2. Applicability of Section 56 of the Indian Contract Act, 1872 in absolving the petitioner from the compounding scheme.
3. Examination of precedents related to the doctrine of frustration under Section 56 of the Contract Act.
4. Evaluation of the petitioner’s business operations and tax filings during the disputed period.
5. Analysis of the compounding scheme under the Kerala Value Added Tax Act, 2003.

Issue-wise Detailed Analysis:

1. Withdrawal from the Compounding Scheme:
The petitioner, running a quarry and crusher unit, sought to withdraw from the compounding scheme for the year 2016-17 due to the inability to obtain necessary licenses from the local authority. The court examined the petitioner’s claim that the failure to secure these licenses made it impossible to perform the obligations under the compounding scheme.

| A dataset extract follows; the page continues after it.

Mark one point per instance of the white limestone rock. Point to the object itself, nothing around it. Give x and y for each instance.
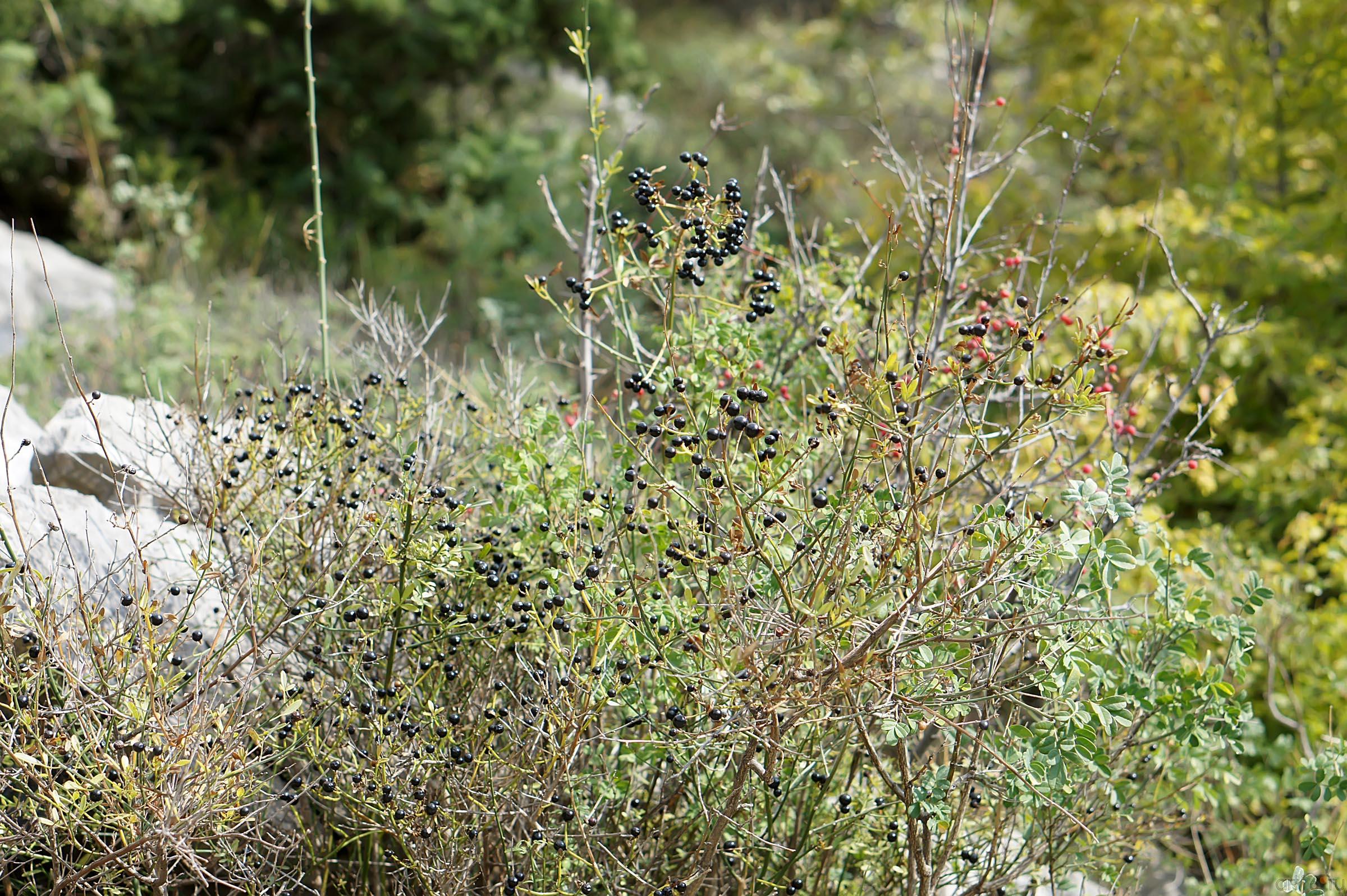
(80, 287)
(15, 426)
(129, 453)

2. Applicability of Section 56 of the Indian Contract Act, 1872:
The petitioner argued that under Section 56 of the Indian Contract Act, the obligation should be considered void due to impossibility of performance. The court noted that the Supreme Court has consistently held that compounding is a contract between the assessee and the Department, from which neither party can withdraw. The petitioner cited various precedents to support this argument, including Ganga Saran v. Firm Ram Charan Ram Gopal, Satyabrata Ghose v. Mugneeram Bangur & Co., and Naihati Jute Mills Ltd. v. Khyaliram Jagannath.

3. Examination of Precedents:
The court reviewed several key cases:
- Ganga Saran v. Firm Ram Charan Ram Gopal: The Supreme Court found that Section 56 was not applicable when non-performance was due to the defendant’s default.
- Satyabrata Ghose v. Mugneeram Bangur & Co.: The court held that the doctrine of frustration applies when an unexpected event fundamentally changes the contract’s basis.
- Naihati Jute Mills Ltd. v. Khyaliram Jagannath: The court concluded that a contract is not frustrated merely due to altered circumstances unless a supervening event not contemplated by the parties occurs.
- Army Welfare Housing Organisation v. Sumangal Services (P) Ltd.: The court distinguished statutory injunctions as valid grounds for claiming frustration.
- Koothattukulam Liquors v. Deputy Commissioner of Sales Tax: The court emphasized that compounding is a bilateral agreement that cannot be unilaterally rescinded.

4. Petitioner’s Business Operations and Tax Filings:
The court noted that the petitioner had filed monthly returns for April and May 2016 and paid the first installment of tax under the compounding scheme. Despite claiming no business operations, the petitioner’s returns indicated sales activities. The petitioner argued that these sales were from previously quarried materials.

5. Compounding Scheme under the Kerala Value Added Tax Act, 2003:
The court reiterated that the compounding scheme is an alternative route to assessment based on a contract between the assessee and the tax department. The petitioner applied for compounding without having the necessary licenses, hoping that pending legal proceedings would result in favorable outcomes. The court found that the petitioner’s expectation did not constitute a supervening event under Section 56 of the Contract Act.

Conclusion:
The court concluded that there was no supervening impossibility that prevented the petitioner from fulfilling the obligations under the compounding scheme. The petitioner’s hope for a favorable legal outcome did not justify withdrawal from the scheme. The court dismissed the writ petition, holding that the petitioner could not be absolved from the compounding tax obligations merely because the performance had become onerous. The petitioner's claim was rejected, and the court emphasized that contractual terms cannot be altered or modified by the court.